La réponse de Canberra face à cette situation a été double. Tout d’abord, l’Australie a continué d’envoyer ses vaccins et équipes médicales à travers la région, s’engageant notamment à distribuer 15 millions de doses au Pacifique d’ici à mi-2022. Mais surtout, l’administration australienne des produits thérapeutiques (TGA) n’a approuvé que trois vaccins dans son programme de santé : Pfizer, AstraZeneca et Johnson & Johnson, mettant pour le moment de côté le vaccin chinois. La principale implication de cette décision est que cela empêcherait les habitants du Pacifique vaccinés avec le Sinopharm de bénéficier de la levée des procédures de quarantaine coûteuses à l’entrée du territoire australien, en cas de réouverture des frontières.

Il est ici important de mentionner que la région dépend grandement du tourisme international, notamment australien.
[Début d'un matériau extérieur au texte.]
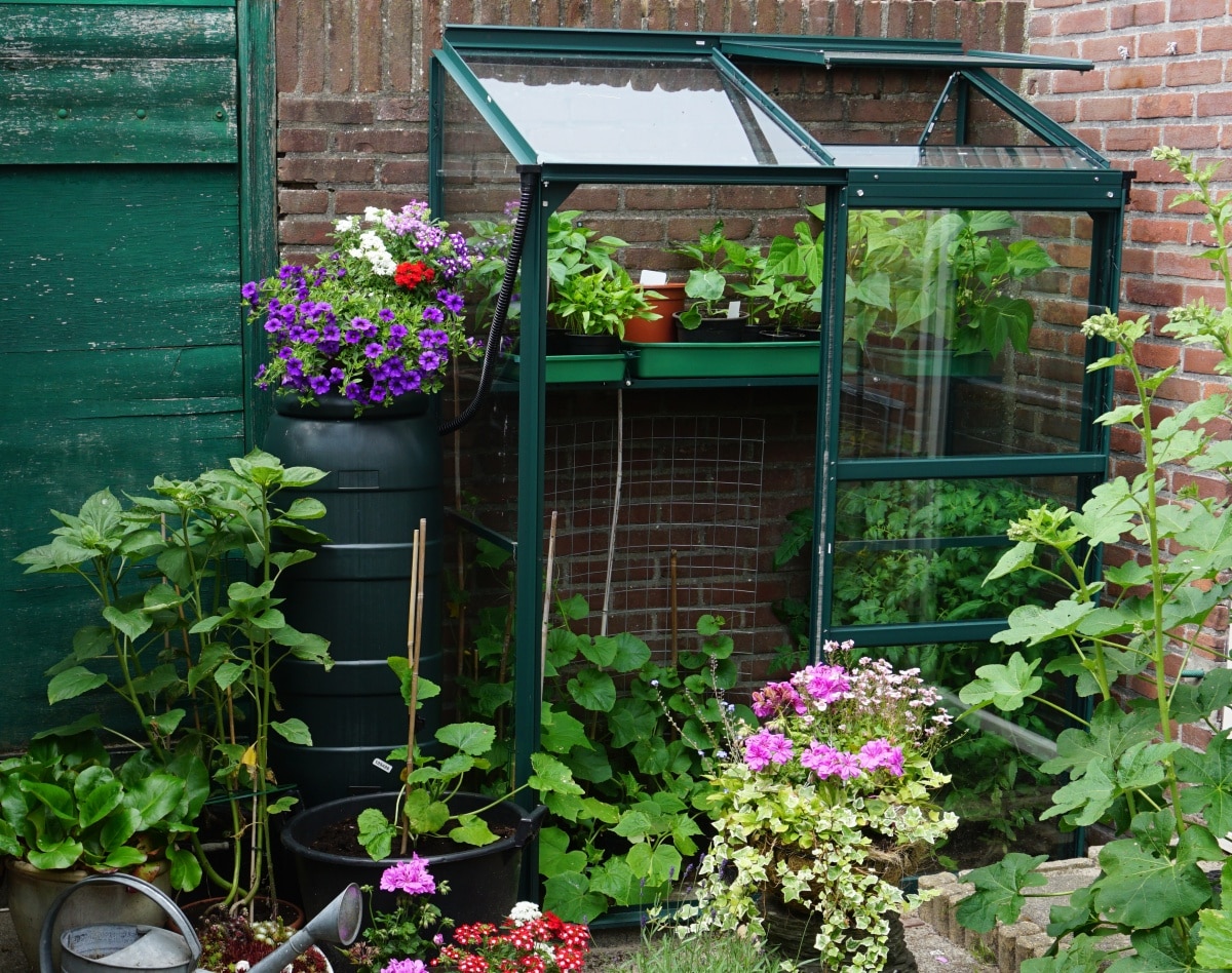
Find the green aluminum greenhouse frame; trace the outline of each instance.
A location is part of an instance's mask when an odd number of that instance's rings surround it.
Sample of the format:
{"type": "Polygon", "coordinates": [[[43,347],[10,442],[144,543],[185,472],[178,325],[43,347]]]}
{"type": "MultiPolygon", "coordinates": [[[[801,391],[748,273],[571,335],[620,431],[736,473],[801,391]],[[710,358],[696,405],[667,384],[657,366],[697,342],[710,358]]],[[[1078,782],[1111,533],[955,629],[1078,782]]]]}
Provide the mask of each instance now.
{"type": "MultiPolygon", "coordinates": [[[[543,321],[547,303],[546,232],[547,217],[579,186],[591,184],[695,184],[695,185],[792,185],[816,186],[824,190],[828,217],[823,262],[825,291],[823,297],[821,355],[818,361],[817,394],[818,421],[816,445],[814,522],[817,544],[812,557],[813,590],[813,650],[824,639],[843,639],[855,629],[833,626],[827,611],[832,585],[834,491],[839,483],[861,479],[929,479],[971,477],[981,470],[998,475],[1036,475],[1051,473],[1074,477],[1080,490],[1089,490],[1104,477],[1108,467],[1109,443],[1103,427],[1094,418],[1104,411],[1111,399],[1110,372],[1087,373],[1083,379],[1080,440],[1078,448],[1063,454],[1014,454],[998,457],[915,457],[841,459],[828,448],[838,436],[837,397],[840,383],[840,353],[844,310],[844,266],[846,251],[848,212],[856,208],[1004,208],[1048,209],[1089,214],[1092,219],[1088,309],[1117,307],[1119,264],[1122,233],[1122,212],[1132,174],[1112,169],[1088,147],[1068,134],[1024,99],[997,80],[989,69],[1071,69],[1085,70],[1085,62],[1037,58],[995,52],[963,52],[957,43],[925,41],[893,41],[885,38],[784,37],[764,34],[676,33],[654,31],[578,31],[506,27],[450,26],[444,42],[435,50],[430,78],[430,202],[434,212],[448,217],[445,161],[442,145],[450,132],[445,89],[456,86],[492,133],[516,163],[519,171],[533,180],[532,206],[529,213],[526,249],[522,256],[524,286],[521,291],[521,372],[517,398],[519,419],[519,486],[516,536],[496,538],[510,551],[519,552],[515,575],[516,604],[516,682],[515,698],[529,702],[538,698],[541,660],[538,639],[543,596],[543,521],[545,489],[545,355],[542,328],[527,328],[529,321],[543,321]],[[771,154],[755,159],[718,159],[715,164],[697,164],[681,147],[669,144],[658,149],[655,158],[637,155],[643,143],[636,131],[615,133],[612,158],[594,156],[594,133],[602,132],[604,118],[579,117],[577,103],[564,105],[558,96],[542,86],[533,92],[520,91],[516,81],[493,80],[487,65],[533,65],[538,76],[545,73],[568,80],[578,65],[601,60],[611,64],[643,64],[653,62],[655,70],[669,76],[676,68],[697,65],[712,70],[726,91],[734,91],[733,101],[740,102],[745,118],[756,116],[763,131],[777,127],[771,134],[777,145],[786,145],[790,161],[779,163],[771,154]],[[822,144],[787,115],[774,97],[760,90],[737,64],[766,65],[800,64],[830,67],[891,68],[896,70],[931,69],[950,71],[945,95],[934,111],[934,119],[942,103],[954,100],[957,143],[963,143],[968,99],[978,95],[1014,119],[1042,148],[1025,151],[1024,160],[1015,160],[1013,149],[997,159],[963,158],[958,163],[920,164],[923,140],[912,164],[902,164],[897,151],[878,153],[877,147],[861,145],[865,151],[855,158],[857,164],[840,164],[843,147],[822,144]],[[519,95],[526,95],[520,97],[519,95]],[[531,97],[533,95],[533,97],[531,97]],[[552,118],[553,112],[572,112],[578,126],[536,124],[538,117],[552,118]],[[580,133],[585,132],[585,144],[580,133]],[[632,148],[630,148],[632,147],[632,148]],[[680,151],[676,149],[680,148],[680,151]],[[674,158],[675,156],[675,158],[674,158]],[[1039,159],[1046,164],[1040,164],[1039,159]],[[1034,159],[1034,161],[1032,161],[1034,159]]],[[[563,89],[562,89],[563,90],[563,89]]],[[[681,96],[687,96],[683,92],[681,96]]],[[[931,132],[925,131],[925,139],[931,132]]],[[[601,135],[600,135],[601,137],[601,135]]],[[[750,143],[756,139],[749,138],[750,143]]],[[[756,145],[754,144],[754,150],[756,145]]],[[[978,151],[971,153],[978,156],[978,151]]],[[[1078,298],[1080,301],[1080,298],[1078,298]]],[[[1089,365],[1103,350],[1088,341],[1085,361],[1089,365]]],[[[675,384],[723,382],[724,379],[683,379],[675,384]]],[[[747,379],[744,384],[755,383],[747,379]]],[[[739,379],[736,381],[739,383],[739,379]]],[[[632,383],[626,382],[626,386],[632,383]]],[[[653,384],[647,382],[644,384],[653,384]]],[[[482,528],[480,528],[482,530],[482,528]]],[[[1004,627],[1003,621],[979,620],[965,622],[928,622],[910,626],[915,642],[954,642],[987,639],[1004,627]]],[[[862,626],[862,645],[902,644],[902,627],[862,626]]],[[[519,781],[530,773],[530,754],[537,744],[538,708],[517,707],[517,743],[515,773],[519,781]]]]}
Si Canberra applique son raisonnement jusqu’au bout, cela signifierait que de possibles « bulles » de voyages touristiques ne se feraient qu’avec les pays ayant reçu des vaccins occidentaux, reconnus par la TGA. La reprise économique de la région ne serait donc que sélective. En conséquence, la décision australienne devrait avoir un énorme impact sur l’acceptation du vaccin chinois dans la région.

Même si les accusations chinoises ne sont pas toutes justifiées, il est certain que cette décision et l’intensification des efforts de distribution des vaccins occidentaux par l’Australie mettent un bâton dans les roues du plan sanitaire chinois.

Mais à l’heure où le nombre d’infections augmente dramatiquement dans la région, où les forces sanitaires sont débordées, les partenaires de développement du Pacifique n’ont pas le luxe de tergiverser sur leurs programmes de vaccination. Au contraire, ils devraient se faire dans les plus brefs délais.